Rate Limit Algorithm Comparison and Case Studies

While implementing rate limiting for the Giselle API, I researched rate limiting algorithms.

Rate limiting is an essential mechanism for preventing excessive requests to a system and maintaining availability and security (such as DoS attack prevention). This article summarizes the characteristics and selection guidelines for representative algorithms.

Algorithm Comparison Table

Algorithm	Characteristics	Burst Tolerance	Memory Efficiency	Accuracy	Implementation Difficulty
Fixed Window Counter	Simple, bursts possible at boundaries	△	Best	Low	Low
Sliding Window Log	Accurate, high memory usage	×	Low	Best	Medium
Sliding Window Counter	Middle ground between Fixed + Sliding	○	High	High	Medium
Token Bucket	Burst tolerant, smoothing	◎	High	Medium	Medium
Leaky Bucket	Processes at constant rate	×	High	Medium	Medium

1. Fixed Window Counter

The simplest method that divides time into fixed intervals (such as 1 minute) and counts within them.

Window 1 (12:00:00-12:00:59)    Window 2 (12:01:00-12:01:59)
┌─────────────────────────┐    ┌─────────────────────────┐
│  count: 45/60           │    │  count: 12/60           │
│  ████████████░░░░░░░░░  │    │  ████░░░░░░░░░░░░░░░░░  │
└─────────────────────────┘    └─────────────────────────┘

How It Works

Reset the counter for each fixed time window such as “1 minute” or “1 hour”
Example: 100 requests per minute
- 12:00:00 to 12:00:59 → maximum 100
- Reset at 12:01:00

Advantages

Very simple to implement
Easy to implement with Redis / in-memory
Efficient as it only requires 1 record per window

Disadvantage: Boundary Problem

End of Window 1      Start of Window 2
    ↓                    ↓
────────────┼────────────┼────────────
   At 59th   │  At 1st
   second    │  second
   60 requests│  60 requests
            │
         120 requests possible in 2 seconds!

This is called the “boundary problem” or “burst at window edges” and is the biggest weakness of Fixed Window.

Suitable Use Cases

Admin panels
APIs that can tolerate some bursts
MVPs and initial implementations

Real-World Adoption Cases

GitHub API

GitHub API uses Fixed Window-based rate limiting.
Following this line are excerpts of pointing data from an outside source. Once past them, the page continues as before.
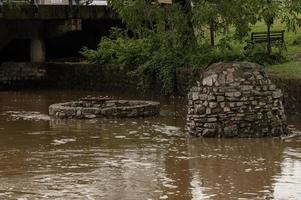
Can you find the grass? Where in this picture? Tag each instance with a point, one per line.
(290, 36)
(292, 68)
(289, 70)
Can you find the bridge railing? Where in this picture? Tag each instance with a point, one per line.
(56, 2)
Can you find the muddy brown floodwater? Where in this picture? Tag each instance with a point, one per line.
(133, 159)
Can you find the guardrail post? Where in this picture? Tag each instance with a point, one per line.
(70, 8)
(77, 9)
(1, 8)
(35, 4)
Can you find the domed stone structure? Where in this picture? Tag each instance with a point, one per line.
(235, 100)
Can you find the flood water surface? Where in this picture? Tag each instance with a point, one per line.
(133, 159)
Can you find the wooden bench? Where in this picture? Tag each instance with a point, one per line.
(276, 37)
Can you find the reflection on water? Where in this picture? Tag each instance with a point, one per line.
(151, 158)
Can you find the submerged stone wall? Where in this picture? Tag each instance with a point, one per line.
(14, 75)
(235, 100)
(105, 109)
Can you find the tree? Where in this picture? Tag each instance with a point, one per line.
(285, 11)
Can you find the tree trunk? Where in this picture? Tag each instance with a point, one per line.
(269, 48)
(212, 34)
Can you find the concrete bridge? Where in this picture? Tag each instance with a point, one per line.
(38, 20)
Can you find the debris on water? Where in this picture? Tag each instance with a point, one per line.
(168, 130)
(63, 141)
(27, 115)
(294, 133)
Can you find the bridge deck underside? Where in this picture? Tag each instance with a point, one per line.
(51, 12)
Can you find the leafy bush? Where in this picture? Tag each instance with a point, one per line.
(297, 41)
(124, 51)
(257, 53)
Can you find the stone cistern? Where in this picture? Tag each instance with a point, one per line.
(235, 100)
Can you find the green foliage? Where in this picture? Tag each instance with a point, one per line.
(257, 53)
(158, 39)
(118, 49)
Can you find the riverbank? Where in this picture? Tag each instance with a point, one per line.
(83, 76)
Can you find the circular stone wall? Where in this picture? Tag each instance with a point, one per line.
(235, 100)
(104, 109)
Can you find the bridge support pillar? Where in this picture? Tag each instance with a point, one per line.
(37, 50)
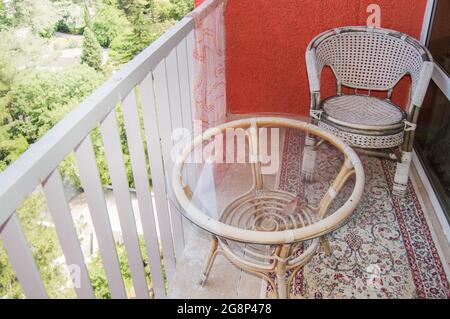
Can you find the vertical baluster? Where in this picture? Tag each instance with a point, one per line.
(68, 238)
(92, 186)
(186, 105)
(176, 117)
(157, 172)
(165, 127)
(114, 158)
(138, 163)
(20, 257)
(190, 45)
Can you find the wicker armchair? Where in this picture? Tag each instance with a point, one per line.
(369, 59)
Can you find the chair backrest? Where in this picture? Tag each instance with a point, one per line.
(369, 58)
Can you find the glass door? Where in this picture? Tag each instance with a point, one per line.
(433, 130)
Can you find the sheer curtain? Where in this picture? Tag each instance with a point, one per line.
(209, 83)
(209, 96)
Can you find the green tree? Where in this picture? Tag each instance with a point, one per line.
(109, 22)
(5, 19)
(40, 16)
(39, 99)
(92, 51)
(45, 248)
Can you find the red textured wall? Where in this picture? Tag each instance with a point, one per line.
(266, 42)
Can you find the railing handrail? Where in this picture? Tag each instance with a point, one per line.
(38, 162)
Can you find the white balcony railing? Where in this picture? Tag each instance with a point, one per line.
(163, 75)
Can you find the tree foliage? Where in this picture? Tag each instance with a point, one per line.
(33, 98)
(109, 22)
(92, 51)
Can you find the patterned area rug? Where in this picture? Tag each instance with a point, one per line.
(386, 249)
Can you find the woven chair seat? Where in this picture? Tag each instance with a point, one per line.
(363, 110)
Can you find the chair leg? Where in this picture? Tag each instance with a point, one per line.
(209, 262)
(325, 245)
(401, 175)
(309, 158)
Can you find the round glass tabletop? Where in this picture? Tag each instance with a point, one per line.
(266, 180)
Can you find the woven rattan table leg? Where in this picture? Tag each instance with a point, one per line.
(210, 261)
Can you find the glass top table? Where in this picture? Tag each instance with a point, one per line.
(268, 189)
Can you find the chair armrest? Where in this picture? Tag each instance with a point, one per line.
(422, 84)
(313, 72)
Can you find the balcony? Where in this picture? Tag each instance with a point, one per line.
(155, 92)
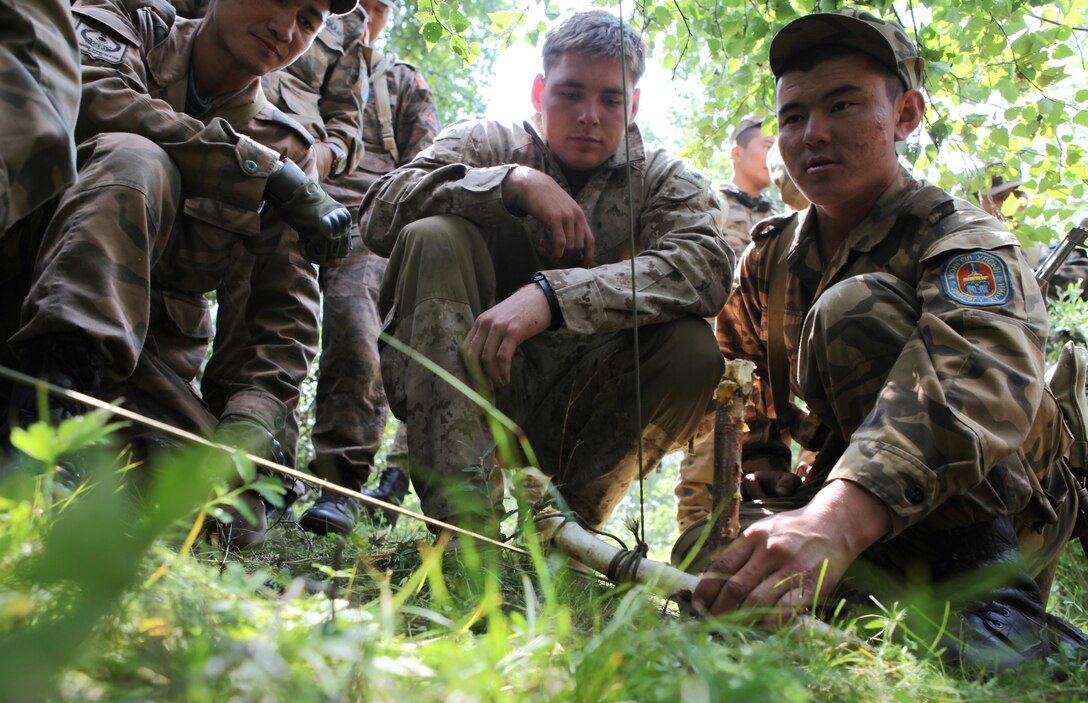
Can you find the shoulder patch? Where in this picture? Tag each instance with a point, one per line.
(978, 279)
(99, 46)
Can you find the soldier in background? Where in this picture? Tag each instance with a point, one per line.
(914, 331)
(39, 64)
(324, 90)
(177, 152)
(510, 266)
(399, 121)
(745, 205)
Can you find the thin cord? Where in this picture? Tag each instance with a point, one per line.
(634, 307)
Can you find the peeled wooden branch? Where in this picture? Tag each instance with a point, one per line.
(733, 394)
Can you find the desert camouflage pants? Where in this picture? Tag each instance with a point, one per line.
(572, 395)
(841, 380)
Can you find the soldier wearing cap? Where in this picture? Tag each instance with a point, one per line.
(510, 268)
(324, 90)
(914, 332)
(183, 165)
(400, 121)
(744, 207)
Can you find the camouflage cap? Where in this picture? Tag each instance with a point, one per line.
(342, 7)
(751, 122)
(884, 40)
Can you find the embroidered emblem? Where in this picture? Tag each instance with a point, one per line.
(977, 279)
(99, 46)
(431, 120)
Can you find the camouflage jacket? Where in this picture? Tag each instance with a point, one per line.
(967, 391)
(40, 94)
(135, 76)
(415, 123)
(682, 266)
(322, 89)
(742, 212)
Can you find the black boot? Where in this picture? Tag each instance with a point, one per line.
(331, 513)
(392, 488)
(1006, 626)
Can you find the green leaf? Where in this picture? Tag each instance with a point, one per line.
(433, 32)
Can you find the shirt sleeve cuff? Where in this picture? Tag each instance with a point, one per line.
(906, 486)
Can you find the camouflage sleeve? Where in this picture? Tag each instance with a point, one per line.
(213, 160)
(740, 332)
(341, 103)
(417, 115)
(685, 267)
(965, 390)
(39, 94)
(458, 174)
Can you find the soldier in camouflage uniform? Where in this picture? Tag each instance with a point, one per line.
(40, 95)
(177, 150)
(400, 121)
(321, 90)
(744, 206)
(510, 264)
(914, 332)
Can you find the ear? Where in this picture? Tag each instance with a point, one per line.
(912, 107)
(539, 93)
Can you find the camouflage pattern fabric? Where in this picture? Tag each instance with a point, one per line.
(742, 212)
(696, 469)
(571, 389)
(321, 89)
(40, 94)
(138, 296)
(350, 403)
(922, 344)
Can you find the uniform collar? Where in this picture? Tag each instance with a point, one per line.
(169, 62)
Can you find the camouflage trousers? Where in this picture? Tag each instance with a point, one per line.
(39, 97)
(841, 381)
(121, 267)
(350, 405)
(573, 395)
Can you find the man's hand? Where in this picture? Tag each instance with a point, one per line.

Details are available in the GitHub API official documentation.

Unauthenticated: 60 requests/hour (per IP address)
Personal Access Token: 5,000 requests/hour (per user)
GitHub Apps (Enterprise Cloud): 15,000 requests/hour

You can check the remaining request count and reset time via response headers.

X-RateLimit-Limit: 5000
X-RateLimit-Remaining: 4999
X-RateLimit-Reset: 1372700873

X (Twitter) API

X API uses a 15-minute fixed window. Details are available in the X API official documentation.

Most endpoints: n requests per 15 minutes
Some endpoints (such as posting tweets): 300 requests per 3 hours

Limits differ by authentication method: per-user for OAuth 1.0a, and per-app for OAuth 2.0 Bearer Token.

Slack API

Slack API uses a Fixed Window (1 minute) rate limit with a Tier system. Details are available in the Slack API official documentation.

Tier	Limit	Example Methods
Tier 1	1 request/min	Most restrictive
Tier 2	20 requests/min	files.upload
Tier 3	50 requests/min	General methods
Tier 4	100 requests/min	chat.postEphemeral

Different Tiers are assigned to each method, so even if one method is rate limited, other methods remain available.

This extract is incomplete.